Description
Technically a shrub, gopher apple looks more like a bunch of oak seedlings or some kind of weird leather-fern ground cover. It grows with an extensive maze of underground stems that send up slender woody shoots with evergreen oaklike leaves. The leaves are stiff, simple, alternate, elliptic, and about 2-4 in (5-10 cm) long and 1 in (2.5 cm) wide. The leaves rise only about a foot (30 cm) or so above ground, but a single clonal plant can easily spread its subterranean stems and branches over more than 100 square feet (30 m²). The flowers don't look anything like oak catkins. They are small, yellowish, and clustered in 4 in (10 cm) triangular shaped terminal cymes that stand a little above the leaves. The fruits are green at first, turning dirty white when ripe, and about an inch (2-3 cm) long. Ripe fruits are edible and soft, and taste to me like the old fashioned pink bubblegum that used to come with baseball cards.

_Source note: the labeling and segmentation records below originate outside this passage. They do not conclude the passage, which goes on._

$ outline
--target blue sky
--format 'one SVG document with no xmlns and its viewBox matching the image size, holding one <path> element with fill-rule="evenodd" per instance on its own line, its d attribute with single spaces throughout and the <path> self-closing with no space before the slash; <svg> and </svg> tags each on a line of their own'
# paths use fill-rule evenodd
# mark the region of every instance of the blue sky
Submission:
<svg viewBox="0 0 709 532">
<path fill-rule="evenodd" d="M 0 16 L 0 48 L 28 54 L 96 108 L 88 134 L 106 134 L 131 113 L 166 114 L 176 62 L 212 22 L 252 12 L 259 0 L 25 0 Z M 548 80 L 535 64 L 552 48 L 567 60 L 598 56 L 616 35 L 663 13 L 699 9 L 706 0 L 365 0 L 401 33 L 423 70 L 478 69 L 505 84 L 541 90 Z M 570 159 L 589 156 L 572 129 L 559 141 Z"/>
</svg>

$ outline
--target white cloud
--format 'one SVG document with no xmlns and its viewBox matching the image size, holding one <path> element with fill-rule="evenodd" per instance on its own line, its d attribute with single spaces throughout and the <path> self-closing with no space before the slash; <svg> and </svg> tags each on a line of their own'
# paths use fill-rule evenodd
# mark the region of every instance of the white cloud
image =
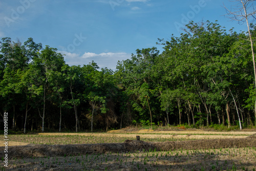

Location Licania michauxii grows wild in dry pinelands, sandy roadsides, and coastal dunes on the southeastern coastal plain from South Carolina to Florida and west to Louisiana. Often found growing with turkey oak (Quercus laevis) and longleaf pine (Pinus palustris), a stand of gopher apple looks like a patch of oak seedlings until you see the flowers or the fruits.
Culture
Gopher apple is a tough one: It is tolerant of drought, wind, salt spray, poor sandy soils, frost, and intense full sun. Light: Gopher apple always seems to be growing in full to nearly full sun. Moisture: Gopher apple grows naturally in dry sandy soils and is quite tolerant of drought conditions. Hardiness: USDA Zones 8-11. Propagation: Propagation of gopher apple apparently is difficult. It might be possible to root stem tip cuttings taken during the spring growth spurt, or semiripe woody cuttings in summer. The fruits each contain a single large seed. Try planting the whole fruit as soon as it ripens. Once dried out, the seeds are difficult to get to germinate. (Perhaps they would germinate after a pass through the digestive tract of a gopher tortoise.) Transplanting or relocating gopher apple plants is virtually impossible.
Usage
Gopher apple can be used as a ground cover on poor, loose, sandy soils. It could be a valuable soil stabilizer along roadsides and in coastal areas. Gopher apple is an important ground cover in coastal areas, greatly reducing soil erosion. The attractive flowers last quite a long time in spring and summer, and the fruits are relished by wildlife, including the threatened gopher tortoise, which, unfortunately, appears to be headed to extinction.
Features
Gopher apple is a member of the coco plum family, Chrysobalanaceae, a rather obscure group of tropical trees and shrubs that includes species grown for edible fruits, and for oils used in soap and candle making.